Rice… chicken… I’m on my way… celery… scallions (SHOOT, forgot those)… salt… pepper… can of diced tomatoes (Strike two!)… onion powder… packet of chicken noodle soup (Strike three!) What is wrong with me? Why did I think I had everything to make this? Maybe I should do it another day.
“Mom, what are you making?” the youngest asked with a true sense of curiosity.
“Memere’s chicken rice soup,” I answered with a great deal of uncertainty in my voice.
“Are you sure about that?” he replied with a whole lot of certainty and just that little bit of 13 year old sass that completes every sentence right now.
“Yes, yes I am. Why? What’s wrong?” I answered trying to hide my indecision.
He looked over at me as he poured a glass of juice.
“Well, it’s just… she is a really great cook, mom. And, well, I think it’s hard to make,” I knew what he was doing… I knew in that first moment. Don’t you dare, little boy!
“Listen, I know it won’t be as good as hers, but let me try and we’ll see how it goes,” I answered allowing that good ‘ole stubborn side of me to take over. (Where do you think he got that sass from?!) He was NOT going to tell me my soup wasn’t going to be good.
He walked away with a nod as he chugged down half of his juice.
I got to work. Cook the chicken. Chop up the celery. Throw in some onion to make up for the scallions (close enough!). Chop up the chicken. Add it back in with the rice. A dash of salt. A dash of pepper. Some onion salt. And start simmering! No one will notice the missing tomatoes. They all hate tomatoes! They will like it better I thought as the soup sat simmering.
The scent that wafted from the kitchen was just incredible. I was back. To her kitchen. To her by the stove deftly making each and every meal, each and every night.
He came bounding downstairs.
“MOM! It smells just like Memere’s! Is it ready?” he leaned into the pot letting the aroma remind him of that same kitchen.
“Almost,”I answered thinking I might make him wait a bit longer because of his skepticism over my abilities.
I ladled the soup into bowls and proudly laid them out on the table in front of each of them.
“Um, mom,” my older, more cautious son started, “it doesn’t look exactly like Memere’s.”
“I know I didn’t have tomatoes and I know you all don’t like tomatoes and plus this is actually Pepere’s favorite way Memere makes this soup so I am certain you will all love it just like Pepere does,” the words came tumbling out of my mouth without a breath in an effort to save this labor of love from becoming a labor in futility.
They all looked at their bowls.

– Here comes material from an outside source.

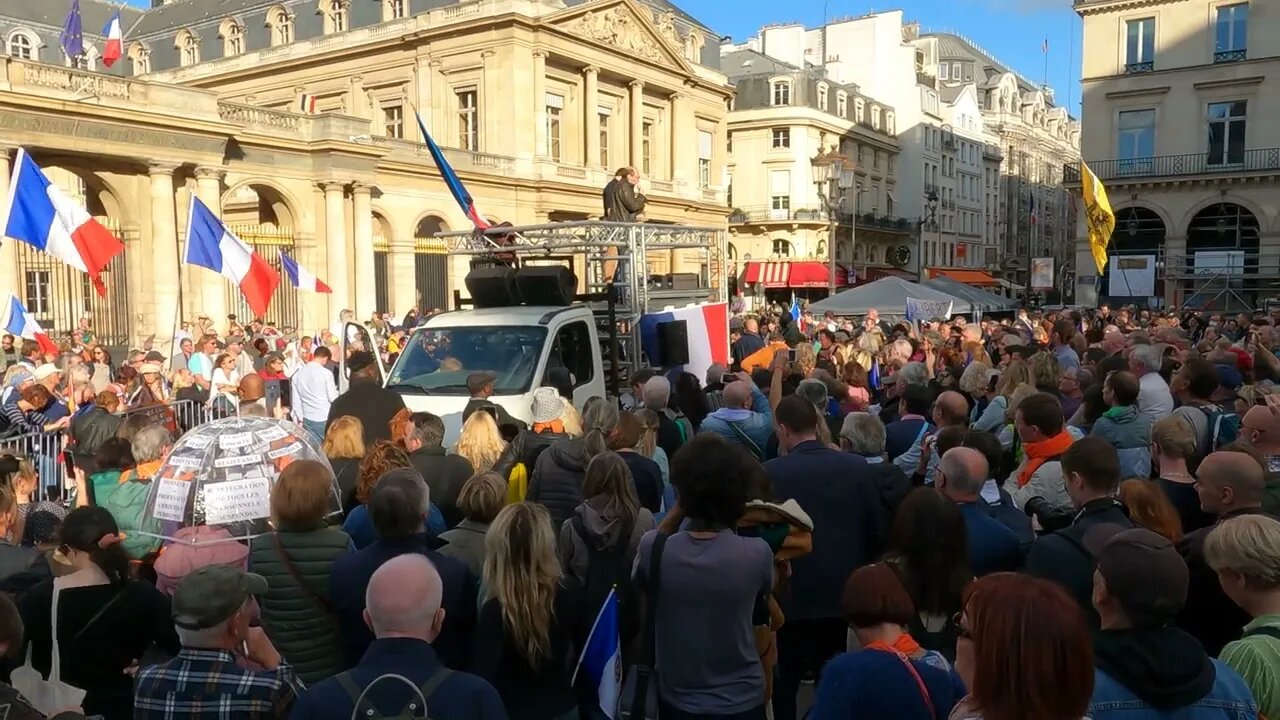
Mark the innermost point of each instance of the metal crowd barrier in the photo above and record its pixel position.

Slowly they each dipped their spoons in. I took a bite before they could to see if I was even close.
Close… I was close. Not exactly, but it was close.
“Hmmm… it’s not bad. I guess I like it the way Pepere does,” the youngest said as he looked up from his bowl, “Good job, mom, Memere is going to be so proud of you.”
Yes. Yes, she will.
(To note: The youngest ate every single drop of the remaining soup over the course of the next few days and stated that the lack of tomatoes made the soup even better!)